Afrik.com : Pourquoi, selon vous, les autorités angolaises ont décidé d’organiser la CAN au Cabinda qui reste instable ?

Virginia Mouanda :
Par imprudence ou par suffisance, un état d’esprit qui est souvent le leur. Elles se sont peut-être dit qu’avec 30-40 000 hommes, elles étaient à même de garantir la sécurité de tous. En outre, ils semblent qu’elles n’avaient pas prévu que la route soit utilisée

Afrik.com : L’ouvrage que vous venez de publier est le deuxième sur le Cabinda. Dans le premier, le héros s’enrôlait dans la rébellion parce qu’il n’arrivait pas à se faire entendre de Luanda.

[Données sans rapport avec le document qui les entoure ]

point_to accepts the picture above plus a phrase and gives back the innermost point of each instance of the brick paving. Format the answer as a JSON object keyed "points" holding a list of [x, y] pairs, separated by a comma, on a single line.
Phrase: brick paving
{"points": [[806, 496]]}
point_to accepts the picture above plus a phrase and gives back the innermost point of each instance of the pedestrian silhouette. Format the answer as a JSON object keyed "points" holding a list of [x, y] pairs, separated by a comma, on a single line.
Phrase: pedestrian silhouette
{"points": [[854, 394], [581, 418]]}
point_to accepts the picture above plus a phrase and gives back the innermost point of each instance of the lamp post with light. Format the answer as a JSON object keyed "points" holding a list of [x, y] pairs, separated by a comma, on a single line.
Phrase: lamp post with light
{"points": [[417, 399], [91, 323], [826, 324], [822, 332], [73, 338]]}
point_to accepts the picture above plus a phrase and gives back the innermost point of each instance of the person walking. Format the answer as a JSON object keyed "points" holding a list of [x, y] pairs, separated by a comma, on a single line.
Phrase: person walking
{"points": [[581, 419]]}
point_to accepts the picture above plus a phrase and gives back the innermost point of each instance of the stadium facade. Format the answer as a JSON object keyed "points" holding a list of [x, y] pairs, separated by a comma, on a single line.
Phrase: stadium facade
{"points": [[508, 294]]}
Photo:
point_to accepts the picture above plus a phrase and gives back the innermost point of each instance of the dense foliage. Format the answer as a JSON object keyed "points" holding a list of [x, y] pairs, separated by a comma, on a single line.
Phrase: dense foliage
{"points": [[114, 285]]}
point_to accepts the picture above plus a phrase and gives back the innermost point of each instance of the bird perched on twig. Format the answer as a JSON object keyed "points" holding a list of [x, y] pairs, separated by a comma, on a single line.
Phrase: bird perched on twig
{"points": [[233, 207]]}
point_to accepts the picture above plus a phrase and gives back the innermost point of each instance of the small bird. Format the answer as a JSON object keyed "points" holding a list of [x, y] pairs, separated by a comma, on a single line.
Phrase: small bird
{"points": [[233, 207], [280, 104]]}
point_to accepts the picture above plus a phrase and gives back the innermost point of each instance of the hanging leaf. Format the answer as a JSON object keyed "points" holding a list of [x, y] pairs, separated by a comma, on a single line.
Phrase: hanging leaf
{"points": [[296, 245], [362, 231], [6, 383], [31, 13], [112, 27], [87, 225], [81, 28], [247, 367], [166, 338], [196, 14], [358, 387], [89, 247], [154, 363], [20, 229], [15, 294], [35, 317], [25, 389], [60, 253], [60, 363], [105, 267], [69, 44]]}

Dans le deuxième, vous constatez l’impasse dans laquelle est aujourd’hui cette rébellion. C’est le cheminement qui a été le vôtre ?

Virginia Mouanda :
J’ai écrit le premier livre par nécessité d’informer. Je trouvais injuste que l’histoire du Cabinda soit si peu connue, pour ne pas dire inconnue. Le deuxième livre est un hommage à ma grand-mère qui est décédée en 2006. Je n’avais pas pu me rendre à ses obsèques et faire mes adieux à cette grande dame. Je l’ai vu accueillir des réfugiés, les nourrir dans le maquis, s’occuper des enfants de toute sa famille à M’Bous-Nkale (village de réfugiés qui se trouve à la frontière entre le Cabinda et le Congo, ndlr). Ce livre est aussi l’occasion de saluer toutes ces femmes qui portent le poids d’une guerre dont les hommes sont à l’origine. En écrivant cet ouvrage, j’ai eu l’occasion de discuter avec de nombreux responsables politiques et j’ai réalisé que c’était sans issue, que la rébellion était dans une impasse.

Afrik.com : A quoi ressemble le Cabinda aujourd’hui ?

Virginia Mouanda :
A un territoire pour lequel on n’a conçu aucun projet politique après la signature de l’accord de 2006 qui n’est en réalité que du vent. Bembe et ceux qui l’accompagnaient ont accepté les postes que Luanda leur proposait. A un territoire où on demande à des réfugiés de revenir et à qui on remet 50 dollars, alors qu’il n’y a aucune infrastructure pour les loger ou les soigner. Aucune mesure d’accompagnement n’a été prévue. C’est une prison à ciel ouvert où des abus sont commis sur toute l’étendue du territoire où ont été disséminées des mines anti-personnelles. C’est une injustice terrible à laquelle on soumet les Cabindais pour qui Luanda n’a jamais eu une once de considération. Quand j’étais petite, ma tante paternelle me disait : « Ne dis jamais que tu es cabindaise ! ». Les plus grandes compagnies pétrolières sont présentes sur le territoire cabindais, à Malongo, mais il n’y a aucun contact avec les populations, sauf avec ceux qui travaillent dans les exploitations. On a construit un stade au Cabinda, mais il n’y a rien d’autre.

Afrik.com : L’indépendance n’est certainement plus à l’ordre du jour. Que souhaitent aujourd’hui les Cabindais ?

Virginia Mouanda :
Les Cabindais veulent toujours l’indépendance, car ils ne se sentent pas Angolais. Mais ce n’est pas possible à cause des intérêts économiques qui sont en jeu. Même si l’Angola le voulait, elle ne pourrait octroyer l’indépendance au Cabinda sans l’aval des Américains et autres puissances occidentales. Si les Etats-Unis le décidaient, le Cabinda deviendrait un Etat indépendant dans les minutes qui suivent. Les Cabindais aspirent aujourd’hui à la paix et à la sécurité.